Peran aktif Indonesia dalam komunitas internasional

Terinspirasi dari doktrin yang dicetuskan oleh Mohammad Hatta dengan konsep "bebas dan aktif". Indonesia mencoba memposisikan diri sebagai pihak yang mampu menjadi pemecah masalah dalam dinamika komunitas yang ada dan menjaga hubungan kekuatan-kekuatan internasional lainnya. Kebijakan yang kemudian diterapkan oleh Departemen Luar Negeri Indonesia pada masa Presiden Soekarno ini diterjemahkan dengan adanya Konferensi Asia–Afrika di Bandung, Jawa Barat yang mengajak 29 partisipan negara untuk memerdekakan diri dari kekuatan kolonialisme dan imperialisme, serta menggalang kekuatan baru yang bernama New Emerging Forces untuk mengimbangi dinamika perang dingin yang terjadi saat itu, namun kebijakan ini sendiri seiring pada perkembangannya dilanggar oleh Presiden Soekarno yang saat itu mulai menunjukkan kecenderungannya pada negara-negara blok timur dan beraliran kekirian dengan membentuk poros Jakarta-Phnom Penh-Hanoi-Beijing-Pyongyang serta mengambil langkah konfrontatif dengan negara tetangganya Malaysia dengan melancarkan gerakan ganyang Malaysia. Kebijakan bebas aktif rasa konfrontasi ini berlanjut pada saat penyelenggaraan acara olahraga berskala internasional, Games of New Emerging Forces di Jakarta pada tahun 1963, untuk menyaingi Olimpiade Tokyo 1964, dimana ditemukan unsur politis yang melatarbelakangi Komite Olimpiade Internasional melarang Indonesia untuk ikut dalam Olimpiade di Tokyo tahun 1964 atas upaya Indonesia melarang masuk atlet Israel dan Taiwan untuk mengikuti penyelenggaraan Asian Games 1962, pada akhirnya kebijakan luar negeri Indonesia yang konfrontatif ini setelah munculnya peristiwa G30S pada tahun 1965 yang berujung pada penurunan Soekarno sebagai Presiden.

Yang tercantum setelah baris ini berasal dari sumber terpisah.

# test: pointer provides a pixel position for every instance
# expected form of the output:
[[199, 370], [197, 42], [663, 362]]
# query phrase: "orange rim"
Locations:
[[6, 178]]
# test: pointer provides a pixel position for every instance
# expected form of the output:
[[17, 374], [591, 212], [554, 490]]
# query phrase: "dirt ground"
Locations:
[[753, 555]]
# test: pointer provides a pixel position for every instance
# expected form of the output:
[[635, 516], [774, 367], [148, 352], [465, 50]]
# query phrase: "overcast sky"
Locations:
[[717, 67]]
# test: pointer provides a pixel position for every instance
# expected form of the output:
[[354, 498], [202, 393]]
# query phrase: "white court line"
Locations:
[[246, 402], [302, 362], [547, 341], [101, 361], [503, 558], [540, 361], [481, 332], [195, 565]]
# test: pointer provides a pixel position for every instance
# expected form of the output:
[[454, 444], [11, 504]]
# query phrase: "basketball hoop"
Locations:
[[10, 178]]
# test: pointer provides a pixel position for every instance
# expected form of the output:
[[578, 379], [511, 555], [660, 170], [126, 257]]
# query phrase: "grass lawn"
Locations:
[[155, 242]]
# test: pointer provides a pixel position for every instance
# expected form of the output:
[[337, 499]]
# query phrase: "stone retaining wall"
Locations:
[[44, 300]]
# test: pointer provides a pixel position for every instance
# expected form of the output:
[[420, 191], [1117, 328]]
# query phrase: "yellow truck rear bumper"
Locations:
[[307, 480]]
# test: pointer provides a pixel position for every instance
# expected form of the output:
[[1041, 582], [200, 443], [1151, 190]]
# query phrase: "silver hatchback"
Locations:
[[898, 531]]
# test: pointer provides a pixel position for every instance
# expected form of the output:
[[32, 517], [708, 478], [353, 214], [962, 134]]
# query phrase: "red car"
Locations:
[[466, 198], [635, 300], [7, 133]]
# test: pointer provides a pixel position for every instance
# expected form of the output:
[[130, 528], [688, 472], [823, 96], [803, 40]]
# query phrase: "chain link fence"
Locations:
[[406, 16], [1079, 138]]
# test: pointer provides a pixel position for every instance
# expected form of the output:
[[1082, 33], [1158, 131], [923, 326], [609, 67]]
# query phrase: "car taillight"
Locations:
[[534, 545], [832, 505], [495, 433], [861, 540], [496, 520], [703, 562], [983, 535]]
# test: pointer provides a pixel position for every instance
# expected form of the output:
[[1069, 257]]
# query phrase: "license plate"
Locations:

Pada era Orde Baru yang dipimpin Presiden Soeharto, Indonesia memulai proses normalisasi hubungan bilateral dengan Malaysia dengan menunjuk Thailand sebagai mediator perdamaian antara kedua belah pihak yang menghasilkan Perjanjian Bangkok 1966 yang menjadi dasar perbaikan kembali hubungan dan Indonesia juga mulai membubarkan organisasi internasional era orde lama yang terlalu membebani kebijakan luar negeri Indonesia. Pada masa ini, Indonesia sangat berperan aktif dan bebas dibanding Presiden terdahulu dengan adanya pemetaan prioritas kebijakan luar negeri dengan nama lingkaran konsentris. Pemetaan prioritas ini bertujuan untuk mengetahui mana saja negara yang termasuk dalam radar regional hubungan luar negeri Indonesia, hal ini dilakukan agar dapat mewujudkan kepentingan nasional bangsa Indonesia, sekaligus sebagai strategi untuk dapat mewujudkan kepentingan nasional melalui menjalin kerjasama dengan negara yang ada di dunia.[1] Hal ini diwujudkan dengan adanya organisasi multilateral seperti ASEAN yang beranggotakan Indonesia, Singapura, Malaysia, Thailand dan Filipina. Indonesia tidak hanya menyeru, tetapi bahkan berperan dalam berbagai diplomasi perdamaian internasional berupa pelibatan TNI sebagai pasukan penjaga perdamaian PBB di Kamboja, Vietnam, Sudan dan Libanon, tidak hanya itu saja, Indonesia sekaligus juga menjadi mediator perdamaian antara MNLF dan pemerintah Filipina. kebijakan luar negeri Indonesia berkembang signifikan pada sektor perekonomian, dimana Indonesia berhasil mengadakan kerjasama ekonomi bilateral yang bertujuan untuk meningkatkan pendapatan dari sektor ekspor yang kemudian diperkuat dengan pencetusan APEC.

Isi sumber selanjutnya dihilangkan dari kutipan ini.